Мы оба знаем, что на самом деле он хотел спросить: «Кто вы?» – подразумевая: «Что ты такое?» Но в последний момент постеснялся; испугался, если говорить, как есть. И в итоге вышел вот такой бессмысленный, бесполезный вопрос, честный ответ на который дворника Феликса не устроит: никакого имени у меня нет уже год. Прошлой весной я затеял большую уборку и, как говорят мои друзья, несколько погорячился. То есть спалил на хрен все имена, которыми успел хотя бы раз воспользоваться за свою жизнь, далеко не такую короткую, как можно подумать, глядя на меня глазами старухи, взирающей сейчас из окна первого этажа уродливого кирпичного дома на, как ей кажется, двух мальчишек-ровесников. В отличие от дворника Феликса, она видит меня молодым и веселым – надо же, какая молодец! Впрочем, ничего удивительного, из старух часто получаются очень зоркие и безоглядно храбрые существа. Многие сейчас сказали бы: храбрые лишь потому, что им уже нечего терять, но я-то знаю, дело вовсе не в этом. Просто у старух было достаточно времени убедиться, что страх отнимает жизнь, превращает ее в настолько жалкое подобие существования, что лучше бы вовсе без него. Они хорошо понимают, как мало от них осталось. И так высоко ценят это немногое, что готовы драться за него насмерть – в первую очередь, с собственным страхом. Очень их за это люблю.

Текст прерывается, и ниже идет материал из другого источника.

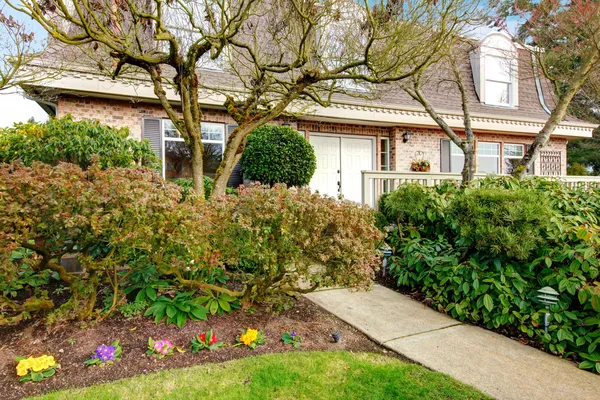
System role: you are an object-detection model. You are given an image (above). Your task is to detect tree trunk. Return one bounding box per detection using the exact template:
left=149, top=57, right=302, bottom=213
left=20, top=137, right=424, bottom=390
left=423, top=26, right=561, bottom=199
left=176, top=71, right=204, bottom=197
left=211, top=124, right=256, bottom=197
left=513, top=46, right=598, bottom=180
left=461, top=141, right=477, bottom=186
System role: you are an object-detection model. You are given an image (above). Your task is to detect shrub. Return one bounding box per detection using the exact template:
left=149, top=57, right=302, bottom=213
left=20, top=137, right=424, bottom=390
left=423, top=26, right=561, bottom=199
left=386, top=177, right=600, bottom=372
left=0, top=116, right=160, bottom=169
left=241, top=125, right=317, bottom=186
left=380, top=183, right=446, bottom=228
left=447, top=188, right=552, bottom=260
left=0, top=163, right=218, bottom=323
left=212, top=185, right=382, bottom=303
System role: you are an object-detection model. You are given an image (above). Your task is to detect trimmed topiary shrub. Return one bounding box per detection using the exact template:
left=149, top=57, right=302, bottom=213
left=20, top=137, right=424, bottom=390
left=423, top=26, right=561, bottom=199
left=0, top=115, right=160, bottom=169
left=241, top=125, right=317, bottom=186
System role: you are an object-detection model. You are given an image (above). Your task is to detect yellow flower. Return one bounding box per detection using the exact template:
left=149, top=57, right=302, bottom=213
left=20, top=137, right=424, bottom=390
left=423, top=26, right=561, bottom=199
left=240, top=329, right=258, bottom=346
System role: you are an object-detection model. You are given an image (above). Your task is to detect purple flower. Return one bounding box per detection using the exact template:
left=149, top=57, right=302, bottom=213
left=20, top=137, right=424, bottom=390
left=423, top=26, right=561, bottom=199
left=152, top=340, right=173, bottom=355
left=92, top=345, right=117, bottom=362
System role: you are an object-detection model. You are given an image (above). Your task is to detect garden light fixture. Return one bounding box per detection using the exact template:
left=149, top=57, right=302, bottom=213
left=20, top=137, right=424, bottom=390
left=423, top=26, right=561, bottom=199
left=402, top=131, right=412, bottom=143
left=537, top=286, right=560, bottom=333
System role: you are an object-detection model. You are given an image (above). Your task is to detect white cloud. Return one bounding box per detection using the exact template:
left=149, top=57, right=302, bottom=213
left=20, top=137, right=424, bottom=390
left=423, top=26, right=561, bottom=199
left=0, top=89, right=48, bottom=128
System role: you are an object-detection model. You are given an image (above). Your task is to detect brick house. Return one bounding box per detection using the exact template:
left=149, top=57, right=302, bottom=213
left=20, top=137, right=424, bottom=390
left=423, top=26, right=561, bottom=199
left=25, top=33, right=595, bottom=201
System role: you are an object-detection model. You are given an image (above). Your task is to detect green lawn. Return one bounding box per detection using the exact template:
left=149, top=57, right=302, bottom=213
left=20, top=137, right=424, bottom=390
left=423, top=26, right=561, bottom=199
left=32, top=352, right=488, bottom=400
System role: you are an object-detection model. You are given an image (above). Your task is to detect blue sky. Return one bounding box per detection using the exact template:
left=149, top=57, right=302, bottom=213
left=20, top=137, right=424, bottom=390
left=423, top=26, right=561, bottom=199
left=0, top=0, right=518, bottom=128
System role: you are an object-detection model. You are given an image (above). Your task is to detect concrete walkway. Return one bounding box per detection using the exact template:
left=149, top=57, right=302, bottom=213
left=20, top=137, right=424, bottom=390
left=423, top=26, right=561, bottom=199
left=306, top=285, right=600, bottom=400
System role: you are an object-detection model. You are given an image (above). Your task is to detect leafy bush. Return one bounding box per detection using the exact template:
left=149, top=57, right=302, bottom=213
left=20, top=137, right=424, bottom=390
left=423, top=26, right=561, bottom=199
left=241, top=125, right=317, bottom=186
left=144, top=292, right=207, bottom=328
left=0, top=115, right=160, bottom=169
left=0, top=163, right=218, bottom=322
left=385, top=177, right=600, bottom=372
left=173, top=175, right=237, bottom=201
left=212, top=185, right=382, bottom=303
left=450, top=188, right=552, bottom=260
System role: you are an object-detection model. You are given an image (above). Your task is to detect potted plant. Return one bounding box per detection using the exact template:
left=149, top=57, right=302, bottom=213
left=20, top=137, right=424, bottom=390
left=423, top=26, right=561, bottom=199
left=410, top=160, right=431, bottom=172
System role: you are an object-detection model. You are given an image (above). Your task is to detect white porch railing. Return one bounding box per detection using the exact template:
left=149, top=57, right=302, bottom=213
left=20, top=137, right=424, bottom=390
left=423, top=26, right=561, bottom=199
left=362, top=171, right=600, bottom=208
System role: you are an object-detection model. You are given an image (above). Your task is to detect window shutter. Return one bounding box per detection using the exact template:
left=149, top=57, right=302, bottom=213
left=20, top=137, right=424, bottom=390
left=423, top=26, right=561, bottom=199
left=525, top=144, right=535, bottom=175
left=142, top=118, right=162, bottom=160
left=225, top=125, right=244, bottom=188
left=440, top=139, right=450, bottom=172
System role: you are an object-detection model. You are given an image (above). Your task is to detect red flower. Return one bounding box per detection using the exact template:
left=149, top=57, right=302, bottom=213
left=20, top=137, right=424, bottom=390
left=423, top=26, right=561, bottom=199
left=198, top=332, right=217, bottom=346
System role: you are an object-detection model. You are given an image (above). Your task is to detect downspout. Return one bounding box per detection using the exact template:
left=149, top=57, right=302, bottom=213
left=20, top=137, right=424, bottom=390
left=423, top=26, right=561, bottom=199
left=531, top=54, right=552, bottom=115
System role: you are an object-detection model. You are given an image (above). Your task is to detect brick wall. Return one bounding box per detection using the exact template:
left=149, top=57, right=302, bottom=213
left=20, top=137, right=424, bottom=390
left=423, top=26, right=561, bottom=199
left=58, top=96, right=567, bottom=175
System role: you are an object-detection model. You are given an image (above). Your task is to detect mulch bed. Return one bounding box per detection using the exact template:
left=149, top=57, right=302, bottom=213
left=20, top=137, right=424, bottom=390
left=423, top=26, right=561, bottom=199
left=0, top=298, right=395, bottom=400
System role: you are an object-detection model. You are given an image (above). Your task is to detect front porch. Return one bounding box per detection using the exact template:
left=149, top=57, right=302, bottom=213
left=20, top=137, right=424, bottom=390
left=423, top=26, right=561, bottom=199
left=361, top=171, right=600, bottom=208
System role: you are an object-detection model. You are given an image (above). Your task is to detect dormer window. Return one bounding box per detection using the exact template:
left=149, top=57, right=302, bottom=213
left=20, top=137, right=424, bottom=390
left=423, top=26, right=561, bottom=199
left=484, top=56, right=513, bottom=107
left=471, top=33, right=519, bottom=107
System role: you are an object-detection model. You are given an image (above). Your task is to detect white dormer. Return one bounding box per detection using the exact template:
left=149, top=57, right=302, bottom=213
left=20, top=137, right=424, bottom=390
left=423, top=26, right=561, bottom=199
left=470, top=33, right=519, bottom=107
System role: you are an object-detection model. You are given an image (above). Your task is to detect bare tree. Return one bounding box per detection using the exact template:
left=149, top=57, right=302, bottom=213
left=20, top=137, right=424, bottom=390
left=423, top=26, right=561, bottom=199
left=403, top=39, right=477, bottom=181
left=211, top=0, right=480, bottom=196
left=7, top=0, right=478, bottom=196
left=496, top=0, right=600, bottom=178
left=0, top=8, right=40, bottom=90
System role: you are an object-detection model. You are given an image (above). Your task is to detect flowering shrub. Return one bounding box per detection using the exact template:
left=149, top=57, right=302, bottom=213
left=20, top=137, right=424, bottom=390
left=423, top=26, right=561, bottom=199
left=85, top=340, right=123, bottom=367
left=15, top=354, right=58, bottom=382
left=209, top=185, right=383, bottom=304
left=0, top=163, right=219, bottom=323
left=192, top=329, right=225, bottom=353
left=146, top=338, right=175, bottom=358
left=234, top=328, right=265, bottom=349
left=281, top=331, right=302, bottom=348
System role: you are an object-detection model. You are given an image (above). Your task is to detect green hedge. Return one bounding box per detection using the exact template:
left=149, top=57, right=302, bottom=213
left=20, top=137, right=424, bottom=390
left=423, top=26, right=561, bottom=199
left=380, top=177, right=600, bottom=372
left=0, top=115, right=160, bottom=169
left=241, top=125, right=317, bottom=186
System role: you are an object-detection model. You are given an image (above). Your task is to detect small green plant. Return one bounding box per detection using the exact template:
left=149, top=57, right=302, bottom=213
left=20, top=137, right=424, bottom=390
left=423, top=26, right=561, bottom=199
left=85, top=340, right=123, bottom=367
left=281, top=331, right=302, bottom=348
left=191, top=329, right=225, bottom=353
left=119, top=300, right=148, bottom=319
left=144, top=292, right=207, bottom=328
left=194, top=289, right=240, bottom=315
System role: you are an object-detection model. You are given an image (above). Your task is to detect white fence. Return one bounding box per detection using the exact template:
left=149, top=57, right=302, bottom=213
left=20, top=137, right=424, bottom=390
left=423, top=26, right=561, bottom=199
left=362, top=171, right=600, bottom=207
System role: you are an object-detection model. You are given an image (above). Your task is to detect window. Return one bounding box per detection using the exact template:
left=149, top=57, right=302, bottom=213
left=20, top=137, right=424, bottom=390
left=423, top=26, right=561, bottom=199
left=450, top=141, right=465, bottom=173
left=485, top=55, right=513, bottom=106
left=163, top=119, right=225, bottom=179
left=504, top=144, right=525, bottom=174
left=380, top=138, right=390, bottom=171
left=477, top=142, right=500, bottom=174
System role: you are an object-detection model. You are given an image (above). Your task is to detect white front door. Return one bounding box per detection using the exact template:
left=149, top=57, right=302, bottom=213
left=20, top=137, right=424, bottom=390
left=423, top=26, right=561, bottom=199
left=310, top=135, right=340, bottom=197
left=310, top=134, right=374, bottom=203
left=341, top=138, right=374, bottom=203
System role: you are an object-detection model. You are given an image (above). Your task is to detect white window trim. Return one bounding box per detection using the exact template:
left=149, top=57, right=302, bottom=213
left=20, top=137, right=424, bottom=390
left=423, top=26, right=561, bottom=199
left=379, top=137, right=390, bottom=171
left=470, top=32, right=519, bottom=108
left=477, top=141, right=503, bottom=174
left=502, top=143, right=525, bottom=173
left=160, top=118, right=225, bottom=179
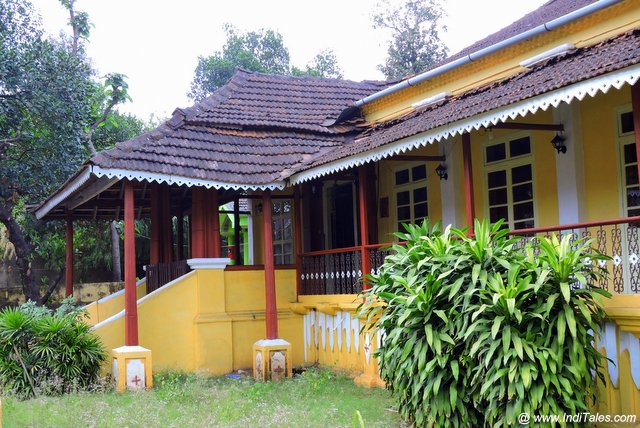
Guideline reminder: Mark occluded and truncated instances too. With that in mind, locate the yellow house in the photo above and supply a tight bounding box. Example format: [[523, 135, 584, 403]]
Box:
[[36, 0, 640, 414]]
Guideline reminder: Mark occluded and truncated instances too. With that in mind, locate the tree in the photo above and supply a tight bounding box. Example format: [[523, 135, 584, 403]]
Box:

Но речь сейчас не о зоркой старухе в окне, а об именах, которых с прошлого года у меня совсем не осталось, потому что вместе с чужими я нечаянно сжег свои настоящие – оба. Думал, отрастут снова, быстро, как отрезанные волосы, но вот уже год – ни черта. Впрочем, мне не печет, у жизни без имени есть определенные преимущества. Например, мне больше не надо наспех выдумывать имя, когда кто-нибудь желает со мной познакомиться, вместо этого я вытаскиваю имя из его памяти – не наугад, а самое важное, дорогое или, наоборот, угрожающее, в зависимости от того, что намереваюсь сделать и сказать.

Дворнику Феликсу я хочу понравиться, а это сейчас непросто – с учетом того, как я с его точки зрения выгляжу. Поэтому придется взять имя его покойного деда, которого звали…

– Атанас, – говорю я, затягиваясь дареной сигаретой.

Господи боже, какой же все-таки отвратительный вкус.

Дворник Феликс смотрит на меня с таким выражением, словно у меня внезапно выросла вторая голова, но он решил не огорчать меня этим известием и теперь вынужден делать вид, будто все в порядке. Он такой трогательный в этой своей решимости во что бы то ни стало сохранять невозмутимость перед лицом неизвестно чего, что во мне просыпается обычно несвойственное мне милосердие. Думаю: а может, не мучить сегодня ребенка своими откровениями? Успеется еще.

– Сидишь со мной, а работа сама себя не сделает, – с неподражаемой старческой брезгливостью говорю я. – Придется потом до темноты мести.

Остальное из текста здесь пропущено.